Wednesday, May 21, 2008

Maya: Animation Software

I would always feel that how hard the animators work and how the animations are made. I have gone through the basic research on Internet in which I found one of the good software used for animations that is MAYA. And I would like to share my research on animations. Let us see some of the essential forms of computer animation that use the software called Maya.
Key frame Animation
This is the essential, fundamental form of computer animation. The model is placed in a starting pose or position, and a keyframe is set. Some frames later, another keyframe is set, and the model is moved as desired. This process is repeated as many times as needed. The animation software interpolates the motion needed to move the model smoothly between the keyframes. What this means is that if the animator keys a box, and moves the box across the room in the next keyframe, when the scene is scrubbed or viewed, the box will glide across the floor instead of jumping from frame to frame. This applies to anything in the scene - moving fingers, eyelids, moving lips, etc.

Nonlinear Animation
In Maya, there are two types of clip: source clips and regular clips. Maya preserves and protects a character's original animation curves by storing them in source clips. Moving, manipulating, and blending regular clips to produce a smooth series of motions for a character is the basis of nonlinear animation.
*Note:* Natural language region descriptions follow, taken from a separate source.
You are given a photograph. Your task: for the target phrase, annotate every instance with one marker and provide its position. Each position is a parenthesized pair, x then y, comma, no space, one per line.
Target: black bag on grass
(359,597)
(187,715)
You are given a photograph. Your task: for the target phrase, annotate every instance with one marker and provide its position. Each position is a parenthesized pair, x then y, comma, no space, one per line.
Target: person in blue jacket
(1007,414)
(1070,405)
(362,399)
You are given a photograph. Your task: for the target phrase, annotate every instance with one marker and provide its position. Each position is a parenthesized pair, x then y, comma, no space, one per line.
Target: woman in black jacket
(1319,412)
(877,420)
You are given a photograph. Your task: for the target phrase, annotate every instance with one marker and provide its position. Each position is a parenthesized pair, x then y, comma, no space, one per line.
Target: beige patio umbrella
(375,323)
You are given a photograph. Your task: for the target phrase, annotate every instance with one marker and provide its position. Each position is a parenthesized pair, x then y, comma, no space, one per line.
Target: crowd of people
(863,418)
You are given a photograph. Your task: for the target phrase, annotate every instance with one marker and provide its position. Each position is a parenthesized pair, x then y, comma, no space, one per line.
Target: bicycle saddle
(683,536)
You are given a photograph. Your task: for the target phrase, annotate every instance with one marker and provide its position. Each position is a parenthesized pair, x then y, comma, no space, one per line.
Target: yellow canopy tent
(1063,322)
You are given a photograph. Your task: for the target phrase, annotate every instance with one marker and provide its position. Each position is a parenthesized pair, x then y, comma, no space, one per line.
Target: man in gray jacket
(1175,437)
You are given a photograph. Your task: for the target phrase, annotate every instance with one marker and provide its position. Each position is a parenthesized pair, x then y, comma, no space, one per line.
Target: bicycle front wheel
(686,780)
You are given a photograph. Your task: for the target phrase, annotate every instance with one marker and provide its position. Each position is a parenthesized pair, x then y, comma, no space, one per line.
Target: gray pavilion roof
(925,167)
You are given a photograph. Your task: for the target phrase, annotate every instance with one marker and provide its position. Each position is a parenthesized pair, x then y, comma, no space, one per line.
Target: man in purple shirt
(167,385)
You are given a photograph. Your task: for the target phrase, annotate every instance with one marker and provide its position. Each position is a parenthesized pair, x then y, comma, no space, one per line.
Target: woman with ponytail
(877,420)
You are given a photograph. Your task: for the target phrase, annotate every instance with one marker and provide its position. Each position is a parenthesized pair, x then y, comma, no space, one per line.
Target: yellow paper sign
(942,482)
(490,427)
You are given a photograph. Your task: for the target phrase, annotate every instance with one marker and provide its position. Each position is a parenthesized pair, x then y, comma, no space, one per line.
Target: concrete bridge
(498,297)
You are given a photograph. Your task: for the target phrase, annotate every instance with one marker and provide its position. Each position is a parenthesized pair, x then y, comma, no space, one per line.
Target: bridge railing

The tool with which you manage all these aspects of a character's nonlinear animation is the Trax Editor.

Path Animation
A path animation controls the position and rotation of an object along a curve. An object must first be attached to the curve for it to become a path curve. You can also generate motion paths by animating objects using motion path keys.

Skeletons
Skeletons are hierarchical, articulated structures that let you pose and animate bound models. A skeleton provides a deformable model with a similar underlying structure as the human skeleton gives the human body. Just like in the human body, the location of joints and the number of joints you add to a skeleton determine how the skeleton's bound model or `body' moves. When you bind a model to a skeleton, it is called skinning. The process of making a skeleton or bones, refining the joints, using IK or FK, putting handles on the joints so animators can manipulate them, and over all making the model ready for animation is called "Rigging"

Skinning
Skinning is the process of setting up a character's model so that it can be deformed by a skeleton.

Constraints
Constraints enable you to constrain the position, orientation, or scale of an object to other objects. Further, with constraints you can impose specific limits on objects and automate animation processes.